League Fit, la compétitions se joue dans les tenues
Avec les décisions de la ligue et la forte présence de la street culture incarné par les joueurs, viennent s’ajouter d’autres paramètres. Ce qui a grandement contribué au phénomène des Tunnels Fits en NBA, c’est aussi la page instagram @leaguefit , suivis par 1 millions de personnes. Ian Pierno, son fondateur souligne le changement radical de la NBA en dehors des parquets “ Il y a cinq ou six ans, les basketteurs n'allaient pas aux fashion weeks, à l'exception de Dwyane Wade et Russell Westbrook, mais c'était tout. Aujourd'hui, tout le monde y va, tous les joueurs sont à Paris, à Milan, et ça commence à se voir.”
A travers sa plateforme, @LeafueFit donc, a entre autres permis d’idolâtrer l'entrée des joueurs dans les arènes. Un système de récompense individuelle des joueurs les mieux habillés à même été créé sur le même modèle que les honneurs officiels, MVP All-NBA team (first, second, Third), Rookie of the year etc… On se rend compte à quel point les flow vestimentaires deviennent presque aussi important que le jeu, tant l’impact extra-sportif est avantageux pour les pros.
https://www.instagram.com/p/DKkf7eNR5_L/?img_index=1
Les Tunnel Fits sont devenus le tremplin pour des collaborations entre marque et basketteurs. Des marques comme Louis Vuitton, Elder Statesman, Fear of God ou Skims la marque de Kim K, ont saisi l'opportunité.
D’après l’étude annuelle du magazine Forbes, les montant moyens pour signer une collaboration avec une franchise de NBA sont de 2,5 milliards de dollars. Et ce chiffre ne freine pas les marques pour habiller les joueurs d’une équipe. Si celle-ci atteint les playoffs en fin de saison, c’est au moins 100 matchs ou les joueurs porteront des habits de la marque dans les tunnel fits. La ligue prévoit d’ailleurs de signer des nouveaux contrats de droits médiatiques pour la saison à venir. Les estimations voient ce chiffre s’augmenter à 5 milliards de dollars (Forbes).
Contextualiser pour donner une meilleure signification
Dans un prisme marketing en effet, les Tunnel Fits apportent au public une image séduisante. Si beaucoup de petites et grandes marques se servent de la NBA comme outil de propagande, c’est que l’effet escompté est bien desservi. Bien que des collaborations directes existent, d'autres marques ont une approche inverse. La marque Marni s’est vu être porté par des dizaines de joueurs ces dernières saisons. Au dernière nouvelles, aucun contrat de sponsoring n’a été établi. Mais les stylistes personnels engagés par les joueurs pour entretenir leurs personal brand, leurs conseils bien sur les pièces les plus hype du moment. (NSS Mag) Le joueur apparaît ainsi comme un client comme un autre, de la marque favorisant ainsi l'authenticité de la démarche.

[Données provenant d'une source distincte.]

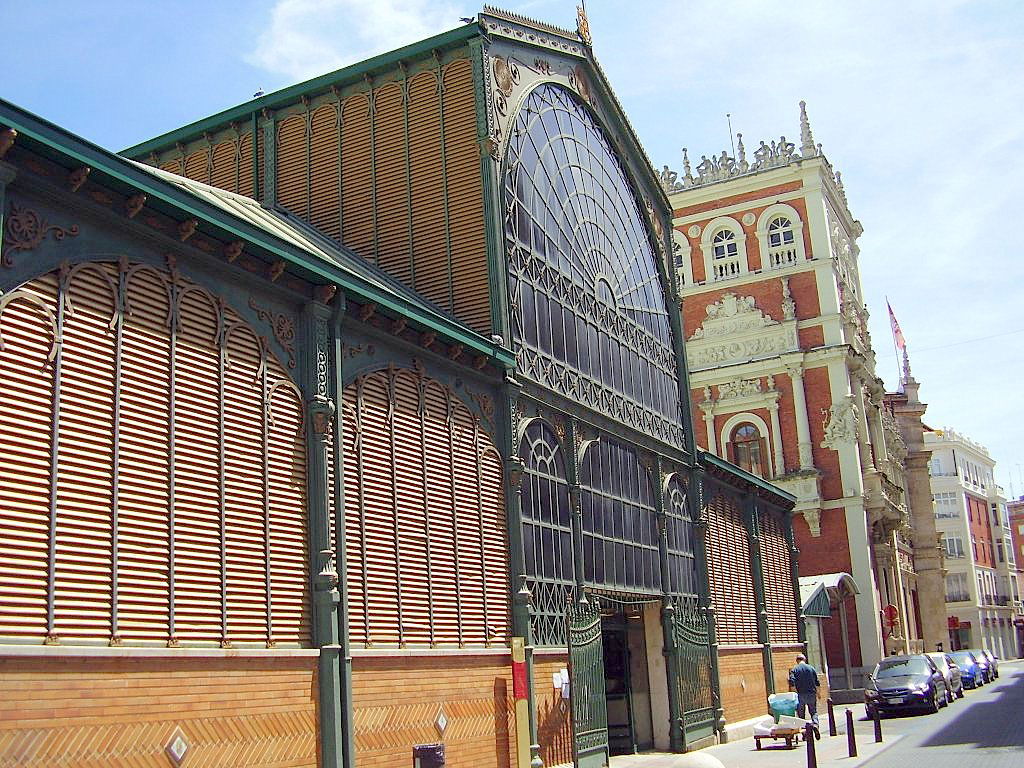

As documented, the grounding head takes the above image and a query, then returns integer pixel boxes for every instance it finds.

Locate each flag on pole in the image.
[887,300,906,350]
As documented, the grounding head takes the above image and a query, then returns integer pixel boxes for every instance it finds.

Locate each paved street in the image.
[862,659,1024,768]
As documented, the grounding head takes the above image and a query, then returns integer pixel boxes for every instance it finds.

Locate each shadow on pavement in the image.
[920,669,1024,750]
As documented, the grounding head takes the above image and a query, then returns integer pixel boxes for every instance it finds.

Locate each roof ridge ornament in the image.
[799,100,817,157]
[576,4,592,46]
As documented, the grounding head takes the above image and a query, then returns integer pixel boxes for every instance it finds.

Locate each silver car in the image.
[926,652,964,703]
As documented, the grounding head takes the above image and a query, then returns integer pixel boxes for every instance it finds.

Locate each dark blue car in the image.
[949,650,985,689]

C’est grâce à ce même aspect que les Tunnels Fits marchent aussi bien. Le Tunnel Fit représente l’art de recontextualiser un objet lui acquérant une nouvelle perception, une signification plus élevée. Les sapes sont mises en lumière par un lieux ou le sport, la culture Hip-Hop et la mode convergent, créant un nouveau récit sur la façon dont nous percevons le style et nous nous y engageons Le public n’aime pas qu’on lui vende un produit bêtement. Un certain capital sympathie se dégage des photos des Tunnel Fits.
Et puis, ces moment ou les joueurs défile dans les couloir, colle bien avec le niveau d’attention de notre ère. Plus qu’un défilé de mode officiel, ces tunnels reflètent cette tendance du défilement sur un rythme rapide d’un TikTok ou d’un Instagram.
Les Tunnel Fits représentent bien plus que de simples tenues ; ils sont le reflet d'une culture qui évolue, d'une mode qui se démocratise et devient un vecteur d'influence culturelle majeur. L'ailier des Wizards de Washington, Kyle Kuzma, l’a d’ailleurs souligné: “Les marques se rendent vraiment compte de l'importance des tunnels et de tout ce que nous faisons pour la société et la culture pop” Business of Fashion.